LeBoeuf: Legislation vital to fix problems with foster children’s care
David Almond’s death is nothing less than horrific. He was a young kid with a bright future ahead of him, yet he starved to death surrounded by fentanyl and feces. The greatest tragedy is our constant failure to protect Massachusetts’ most vulnerable children, a failure that rests at the feet of the Massachusetts Department of Children and Families. Sitting on the Children Families and Persons With Disabilities Committee at the State House, I see children like David come across my desk every day, repeatedly falling through the cracks in our system.
“How does this happen?” is the question asked time and again in tragedies like these. How was this child returned to his father, already deemed unfit to be a parent? How did they not check in on David in person at least once over the year?
The reasons — currently at the DCF, there is still no centralized standard on how to care for children or prepare foster parents. There is no procedure for establishing whose obligation it is to check on grade level, accompany the children to pediatrician appointments or send information from one school to the next. I will never forget the 10-year-old twins that showed up at school with no records after a parent’s suicide. Xavier and Juan went missing a week later. The school only later learned that they had been transferred. Karla was always smiling and wore her hair in two pigtails, until she started having outbursts. The principal learned directly from the 8-year-old that the reason for her unruly behavior was that she was being “hotlined”: spending every day in a different home for two weeks because DCF could not find her stable foster care placement. Speechless, the principal was not even aware the young child had been removed from her biological parents’ home.

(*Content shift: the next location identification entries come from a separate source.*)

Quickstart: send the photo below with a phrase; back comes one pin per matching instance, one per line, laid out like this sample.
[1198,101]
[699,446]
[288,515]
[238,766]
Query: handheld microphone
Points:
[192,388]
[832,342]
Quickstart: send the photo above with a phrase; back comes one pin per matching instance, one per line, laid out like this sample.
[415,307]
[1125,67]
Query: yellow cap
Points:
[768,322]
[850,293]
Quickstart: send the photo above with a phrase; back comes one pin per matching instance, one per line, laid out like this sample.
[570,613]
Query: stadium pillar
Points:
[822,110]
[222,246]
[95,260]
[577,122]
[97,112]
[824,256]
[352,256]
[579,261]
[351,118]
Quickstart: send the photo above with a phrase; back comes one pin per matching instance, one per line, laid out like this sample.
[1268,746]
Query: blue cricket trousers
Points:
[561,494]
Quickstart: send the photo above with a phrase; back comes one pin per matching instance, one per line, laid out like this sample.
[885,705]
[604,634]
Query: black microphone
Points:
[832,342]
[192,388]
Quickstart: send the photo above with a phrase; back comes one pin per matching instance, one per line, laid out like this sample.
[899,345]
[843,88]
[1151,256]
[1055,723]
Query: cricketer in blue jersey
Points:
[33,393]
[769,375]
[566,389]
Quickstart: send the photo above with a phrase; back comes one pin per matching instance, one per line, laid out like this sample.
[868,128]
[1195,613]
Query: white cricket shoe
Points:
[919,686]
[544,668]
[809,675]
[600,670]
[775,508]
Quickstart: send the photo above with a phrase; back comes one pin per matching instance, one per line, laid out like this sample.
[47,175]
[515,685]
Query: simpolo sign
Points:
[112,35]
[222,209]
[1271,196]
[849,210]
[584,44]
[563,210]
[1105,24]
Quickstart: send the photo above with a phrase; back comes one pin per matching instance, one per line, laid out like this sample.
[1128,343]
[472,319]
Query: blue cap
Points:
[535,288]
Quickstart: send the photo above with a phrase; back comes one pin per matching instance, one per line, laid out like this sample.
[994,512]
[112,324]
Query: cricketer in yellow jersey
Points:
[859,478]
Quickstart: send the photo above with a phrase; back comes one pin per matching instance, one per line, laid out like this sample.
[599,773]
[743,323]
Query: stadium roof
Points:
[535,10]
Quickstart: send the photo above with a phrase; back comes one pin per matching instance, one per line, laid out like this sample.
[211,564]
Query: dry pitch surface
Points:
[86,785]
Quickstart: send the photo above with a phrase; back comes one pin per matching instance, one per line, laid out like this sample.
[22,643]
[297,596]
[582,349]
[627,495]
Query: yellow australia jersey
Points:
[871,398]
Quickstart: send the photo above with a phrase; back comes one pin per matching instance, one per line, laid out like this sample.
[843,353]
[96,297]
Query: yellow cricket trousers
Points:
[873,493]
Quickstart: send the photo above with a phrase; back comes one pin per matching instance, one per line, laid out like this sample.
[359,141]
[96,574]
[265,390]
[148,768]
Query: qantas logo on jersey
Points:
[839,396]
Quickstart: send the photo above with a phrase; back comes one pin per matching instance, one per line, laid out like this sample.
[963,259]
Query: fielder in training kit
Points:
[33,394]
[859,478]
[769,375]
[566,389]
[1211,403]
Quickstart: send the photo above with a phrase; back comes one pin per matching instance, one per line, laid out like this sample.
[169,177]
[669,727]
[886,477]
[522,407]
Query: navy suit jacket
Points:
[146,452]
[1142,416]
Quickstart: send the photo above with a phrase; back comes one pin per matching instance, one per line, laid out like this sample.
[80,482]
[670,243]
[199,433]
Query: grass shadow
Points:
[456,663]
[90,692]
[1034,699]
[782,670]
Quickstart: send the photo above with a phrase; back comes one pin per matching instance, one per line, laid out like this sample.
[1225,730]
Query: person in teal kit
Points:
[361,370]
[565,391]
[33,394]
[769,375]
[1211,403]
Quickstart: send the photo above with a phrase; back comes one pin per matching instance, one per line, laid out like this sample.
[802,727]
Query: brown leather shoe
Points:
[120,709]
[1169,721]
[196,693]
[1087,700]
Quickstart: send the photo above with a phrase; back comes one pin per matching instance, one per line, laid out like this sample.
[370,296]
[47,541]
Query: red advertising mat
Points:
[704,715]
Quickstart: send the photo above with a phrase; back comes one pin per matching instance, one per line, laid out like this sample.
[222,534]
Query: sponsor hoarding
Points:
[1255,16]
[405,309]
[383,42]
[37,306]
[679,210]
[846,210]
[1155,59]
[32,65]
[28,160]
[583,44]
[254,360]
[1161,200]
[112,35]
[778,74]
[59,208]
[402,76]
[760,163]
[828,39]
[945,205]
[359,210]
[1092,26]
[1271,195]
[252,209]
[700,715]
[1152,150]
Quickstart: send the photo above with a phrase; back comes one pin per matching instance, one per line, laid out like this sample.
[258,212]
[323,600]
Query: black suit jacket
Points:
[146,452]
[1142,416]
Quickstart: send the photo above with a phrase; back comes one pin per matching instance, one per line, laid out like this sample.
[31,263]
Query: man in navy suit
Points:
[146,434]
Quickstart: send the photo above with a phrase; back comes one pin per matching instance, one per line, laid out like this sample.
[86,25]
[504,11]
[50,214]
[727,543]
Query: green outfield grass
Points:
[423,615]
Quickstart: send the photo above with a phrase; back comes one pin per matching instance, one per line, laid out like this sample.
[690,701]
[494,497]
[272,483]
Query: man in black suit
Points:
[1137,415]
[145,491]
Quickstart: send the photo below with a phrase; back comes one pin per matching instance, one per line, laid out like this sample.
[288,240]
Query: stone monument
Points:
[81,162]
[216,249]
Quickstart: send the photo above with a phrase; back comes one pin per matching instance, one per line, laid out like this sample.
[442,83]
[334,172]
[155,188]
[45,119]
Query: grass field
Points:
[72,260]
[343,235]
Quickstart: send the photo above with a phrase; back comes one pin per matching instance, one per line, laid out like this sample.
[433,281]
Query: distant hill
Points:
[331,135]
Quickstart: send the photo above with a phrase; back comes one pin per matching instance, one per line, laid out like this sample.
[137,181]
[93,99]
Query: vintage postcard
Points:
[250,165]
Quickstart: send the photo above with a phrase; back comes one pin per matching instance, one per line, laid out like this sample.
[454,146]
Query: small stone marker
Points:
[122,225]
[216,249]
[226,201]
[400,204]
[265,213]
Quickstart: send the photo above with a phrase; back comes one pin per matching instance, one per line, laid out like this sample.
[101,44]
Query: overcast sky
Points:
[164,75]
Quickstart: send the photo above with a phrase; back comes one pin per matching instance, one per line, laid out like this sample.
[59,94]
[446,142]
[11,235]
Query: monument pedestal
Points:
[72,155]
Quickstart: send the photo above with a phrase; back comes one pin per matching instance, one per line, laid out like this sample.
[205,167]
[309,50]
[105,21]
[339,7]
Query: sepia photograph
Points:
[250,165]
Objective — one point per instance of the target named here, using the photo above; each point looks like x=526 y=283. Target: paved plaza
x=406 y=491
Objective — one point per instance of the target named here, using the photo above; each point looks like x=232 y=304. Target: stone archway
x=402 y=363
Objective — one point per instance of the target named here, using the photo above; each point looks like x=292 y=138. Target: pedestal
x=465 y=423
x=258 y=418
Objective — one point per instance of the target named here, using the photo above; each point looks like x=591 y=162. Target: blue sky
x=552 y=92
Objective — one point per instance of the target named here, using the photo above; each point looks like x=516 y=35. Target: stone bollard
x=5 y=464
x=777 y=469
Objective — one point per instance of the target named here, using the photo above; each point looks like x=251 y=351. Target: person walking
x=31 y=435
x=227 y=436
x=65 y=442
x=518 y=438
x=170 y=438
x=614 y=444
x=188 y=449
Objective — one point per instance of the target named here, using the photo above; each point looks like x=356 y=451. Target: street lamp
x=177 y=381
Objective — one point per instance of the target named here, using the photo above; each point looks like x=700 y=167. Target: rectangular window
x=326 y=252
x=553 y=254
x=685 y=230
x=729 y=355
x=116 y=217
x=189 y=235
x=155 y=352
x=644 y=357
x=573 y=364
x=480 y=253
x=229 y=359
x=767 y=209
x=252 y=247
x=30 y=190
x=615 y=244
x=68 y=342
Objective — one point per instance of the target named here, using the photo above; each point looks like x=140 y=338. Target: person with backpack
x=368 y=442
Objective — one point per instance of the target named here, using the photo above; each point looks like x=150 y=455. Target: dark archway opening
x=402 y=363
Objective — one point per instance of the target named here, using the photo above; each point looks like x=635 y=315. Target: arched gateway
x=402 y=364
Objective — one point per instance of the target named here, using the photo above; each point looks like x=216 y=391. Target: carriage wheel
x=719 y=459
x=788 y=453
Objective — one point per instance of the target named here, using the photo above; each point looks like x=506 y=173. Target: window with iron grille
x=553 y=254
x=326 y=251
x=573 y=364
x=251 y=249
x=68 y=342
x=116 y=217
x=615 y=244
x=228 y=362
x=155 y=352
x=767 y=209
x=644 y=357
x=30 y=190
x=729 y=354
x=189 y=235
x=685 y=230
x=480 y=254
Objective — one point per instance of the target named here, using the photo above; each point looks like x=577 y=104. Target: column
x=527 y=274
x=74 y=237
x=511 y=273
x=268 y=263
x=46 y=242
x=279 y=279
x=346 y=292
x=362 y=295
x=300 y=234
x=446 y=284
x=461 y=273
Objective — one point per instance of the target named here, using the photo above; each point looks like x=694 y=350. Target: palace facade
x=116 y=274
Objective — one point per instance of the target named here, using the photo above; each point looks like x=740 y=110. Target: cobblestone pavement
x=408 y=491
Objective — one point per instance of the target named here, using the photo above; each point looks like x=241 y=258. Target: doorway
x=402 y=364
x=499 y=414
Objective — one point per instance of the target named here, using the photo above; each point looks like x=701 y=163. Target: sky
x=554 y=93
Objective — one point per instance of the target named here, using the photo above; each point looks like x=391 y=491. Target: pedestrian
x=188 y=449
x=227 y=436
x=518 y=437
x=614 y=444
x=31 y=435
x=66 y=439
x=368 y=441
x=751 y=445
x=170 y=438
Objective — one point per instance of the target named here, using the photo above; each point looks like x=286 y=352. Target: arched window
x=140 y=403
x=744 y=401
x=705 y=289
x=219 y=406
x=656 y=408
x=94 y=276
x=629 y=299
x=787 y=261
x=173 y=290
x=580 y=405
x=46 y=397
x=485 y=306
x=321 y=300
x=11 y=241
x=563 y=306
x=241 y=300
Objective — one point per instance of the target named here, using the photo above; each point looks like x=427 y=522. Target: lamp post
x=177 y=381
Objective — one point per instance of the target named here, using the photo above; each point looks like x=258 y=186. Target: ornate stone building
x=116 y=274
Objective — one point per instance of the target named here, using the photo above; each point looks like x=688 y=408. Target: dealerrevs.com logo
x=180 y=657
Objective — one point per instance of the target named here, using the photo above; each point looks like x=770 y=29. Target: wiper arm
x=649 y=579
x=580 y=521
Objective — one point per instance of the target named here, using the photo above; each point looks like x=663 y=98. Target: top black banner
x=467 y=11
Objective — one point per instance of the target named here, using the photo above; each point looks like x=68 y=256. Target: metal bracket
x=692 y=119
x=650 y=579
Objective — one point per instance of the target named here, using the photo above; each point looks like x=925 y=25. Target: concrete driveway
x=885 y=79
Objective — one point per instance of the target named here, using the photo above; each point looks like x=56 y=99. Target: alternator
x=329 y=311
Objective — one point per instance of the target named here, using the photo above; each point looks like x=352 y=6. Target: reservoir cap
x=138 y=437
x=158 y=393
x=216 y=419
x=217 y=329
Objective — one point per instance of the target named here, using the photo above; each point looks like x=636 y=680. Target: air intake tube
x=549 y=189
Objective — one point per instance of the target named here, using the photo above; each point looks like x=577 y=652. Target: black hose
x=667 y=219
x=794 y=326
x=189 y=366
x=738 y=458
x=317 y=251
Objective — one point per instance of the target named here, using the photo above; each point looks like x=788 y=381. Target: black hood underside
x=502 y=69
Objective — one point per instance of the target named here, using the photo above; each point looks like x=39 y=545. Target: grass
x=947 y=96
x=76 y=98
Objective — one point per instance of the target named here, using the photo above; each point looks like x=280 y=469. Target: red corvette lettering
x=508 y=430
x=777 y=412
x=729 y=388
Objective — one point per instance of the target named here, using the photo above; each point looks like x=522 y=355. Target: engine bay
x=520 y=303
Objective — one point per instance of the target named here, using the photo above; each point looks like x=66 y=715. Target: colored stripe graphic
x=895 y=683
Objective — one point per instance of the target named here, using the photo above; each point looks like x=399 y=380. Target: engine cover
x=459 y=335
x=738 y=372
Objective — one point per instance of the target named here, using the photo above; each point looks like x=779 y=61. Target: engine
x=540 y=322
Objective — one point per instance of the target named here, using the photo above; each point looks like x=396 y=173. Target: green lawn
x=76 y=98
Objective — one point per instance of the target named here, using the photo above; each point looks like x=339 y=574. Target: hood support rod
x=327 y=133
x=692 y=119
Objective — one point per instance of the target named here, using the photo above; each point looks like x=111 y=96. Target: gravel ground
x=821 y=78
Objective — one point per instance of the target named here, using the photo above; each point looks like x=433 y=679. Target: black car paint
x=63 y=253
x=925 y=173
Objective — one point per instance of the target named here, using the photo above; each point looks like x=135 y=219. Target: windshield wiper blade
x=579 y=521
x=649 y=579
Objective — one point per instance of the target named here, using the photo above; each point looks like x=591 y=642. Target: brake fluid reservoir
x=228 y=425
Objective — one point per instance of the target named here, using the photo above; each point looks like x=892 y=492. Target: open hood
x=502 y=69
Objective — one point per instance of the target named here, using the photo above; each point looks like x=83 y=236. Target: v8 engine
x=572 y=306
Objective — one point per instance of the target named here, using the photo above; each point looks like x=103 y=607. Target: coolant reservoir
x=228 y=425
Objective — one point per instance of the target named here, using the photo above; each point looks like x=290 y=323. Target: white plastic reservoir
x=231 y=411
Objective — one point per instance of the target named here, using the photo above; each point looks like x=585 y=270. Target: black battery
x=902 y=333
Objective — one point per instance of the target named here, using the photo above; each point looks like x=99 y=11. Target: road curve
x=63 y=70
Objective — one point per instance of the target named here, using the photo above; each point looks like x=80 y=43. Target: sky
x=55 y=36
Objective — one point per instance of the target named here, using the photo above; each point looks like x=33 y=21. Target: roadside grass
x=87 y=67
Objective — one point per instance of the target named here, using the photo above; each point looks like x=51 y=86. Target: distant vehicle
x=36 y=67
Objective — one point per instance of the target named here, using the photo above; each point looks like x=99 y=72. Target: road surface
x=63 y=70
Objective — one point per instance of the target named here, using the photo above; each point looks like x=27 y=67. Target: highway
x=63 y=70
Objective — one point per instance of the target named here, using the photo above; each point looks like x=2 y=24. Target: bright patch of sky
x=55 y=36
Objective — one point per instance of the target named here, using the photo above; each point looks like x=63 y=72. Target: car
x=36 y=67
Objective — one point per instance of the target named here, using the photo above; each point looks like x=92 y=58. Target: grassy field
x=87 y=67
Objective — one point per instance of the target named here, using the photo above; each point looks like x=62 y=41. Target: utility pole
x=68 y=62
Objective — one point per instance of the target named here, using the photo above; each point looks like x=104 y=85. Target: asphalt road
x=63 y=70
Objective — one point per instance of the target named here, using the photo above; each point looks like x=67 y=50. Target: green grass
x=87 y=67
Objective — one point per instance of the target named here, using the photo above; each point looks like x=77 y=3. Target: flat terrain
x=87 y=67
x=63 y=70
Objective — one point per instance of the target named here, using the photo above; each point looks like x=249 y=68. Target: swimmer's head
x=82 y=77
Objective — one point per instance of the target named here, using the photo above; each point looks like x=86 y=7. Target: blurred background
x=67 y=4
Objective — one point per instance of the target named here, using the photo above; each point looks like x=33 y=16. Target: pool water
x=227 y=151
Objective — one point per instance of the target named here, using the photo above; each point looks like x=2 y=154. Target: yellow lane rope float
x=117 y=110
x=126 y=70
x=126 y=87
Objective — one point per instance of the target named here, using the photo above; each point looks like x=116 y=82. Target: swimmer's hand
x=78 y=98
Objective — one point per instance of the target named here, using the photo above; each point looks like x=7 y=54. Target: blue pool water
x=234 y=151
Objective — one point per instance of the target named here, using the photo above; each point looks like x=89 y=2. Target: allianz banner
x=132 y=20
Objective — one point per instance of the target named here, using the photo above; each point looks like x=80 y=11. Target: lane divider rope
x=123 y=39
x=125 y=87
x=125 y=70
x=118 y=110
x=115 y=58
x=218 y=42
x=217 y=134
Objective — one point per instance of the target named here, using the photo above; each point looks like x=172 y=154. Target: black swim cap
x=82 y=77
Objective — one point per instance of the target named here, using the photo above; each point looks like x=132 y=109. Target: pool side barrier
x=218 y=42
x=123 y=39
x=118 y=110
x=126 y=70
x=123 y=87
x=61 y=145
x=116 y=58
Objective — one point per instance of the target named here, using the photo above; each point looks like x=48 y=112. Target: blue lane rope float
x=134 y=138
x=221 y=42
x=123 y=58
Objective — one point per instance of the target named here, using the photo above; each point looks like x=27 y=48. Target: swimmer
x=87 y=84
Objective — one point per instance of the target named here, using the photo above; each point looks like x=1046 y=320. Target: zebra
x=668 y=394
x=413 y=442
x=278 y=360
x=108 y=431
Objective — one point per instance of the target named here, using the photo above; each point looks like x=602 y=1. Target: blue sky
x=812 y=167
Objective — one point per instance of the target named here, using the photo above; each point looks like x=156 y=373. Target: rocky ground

Thirty four percent of Massachusetts foster youth are too old for their grade level. As the grade level increases, this share grows higher. More than half of our foster youth are enrolled in special education services, and one third of foster youth experienced school changes during the year, many of which coincided with a DCF placement change. It has been reported that youth are set back six months on average in their academic progress each time a move occurs. There has been a 15% increase in 6- to 11-year-old children in out-of-home placements since 2015, and Latinx youth account for a staggering 82% of the increase of these removals.
I have put forward two pieces of legislation that are critical to fixing these issues. The first, “An Act Creating an Electronic Backpack for Foster Children,” will make sure students’ information stays with them. Students show up to school with no background record of their past traumas, their academic needs or their experiences within the system. Schools are not adequately able to meet the complex social and emotional needs of students because our educators are not provided the proper resources to do their jobs.
The second, “An Act Relative to Educational Support for Children in Foster Care” will streamline responsibilities, policies, agreements and procedures relating to foster care in Massachusetts. Our foster parents are given very little training and guidelines from the state. I’ve received countless calls from foster parents, wondering why sometimes they’re allowed into parent-teacher conferences and other times not. When faced with education decisions, Massachusetts’ teachers, foster parents and medical professionals are forced to navigate an almost impossible bureaucratic system whose answers vary depending on the area office. This lack of recognition of the central role a school system plays in a child’s life, particularly a foster child’s, is why we fail children, like we failed David Almond.
Legislation alone cannot solve all of our problems in the child-welfare system, nor the gaps in educational experiences of students in foster care. Social worker caseloads, inequitable classroom resources and complex transportation funding challenges are some of the many factors that stand in the way. However we must reaffirm a core Massachusetts value: Education is a constitutional right regardless of zip code or welfare status. Failing to recognize the intersection between our public schools and the protection of our most vulnerable children defies the sense of morals that bring us together as a commonwealth.
State Rep. David LeBoeuf represents the 17th Worcester District.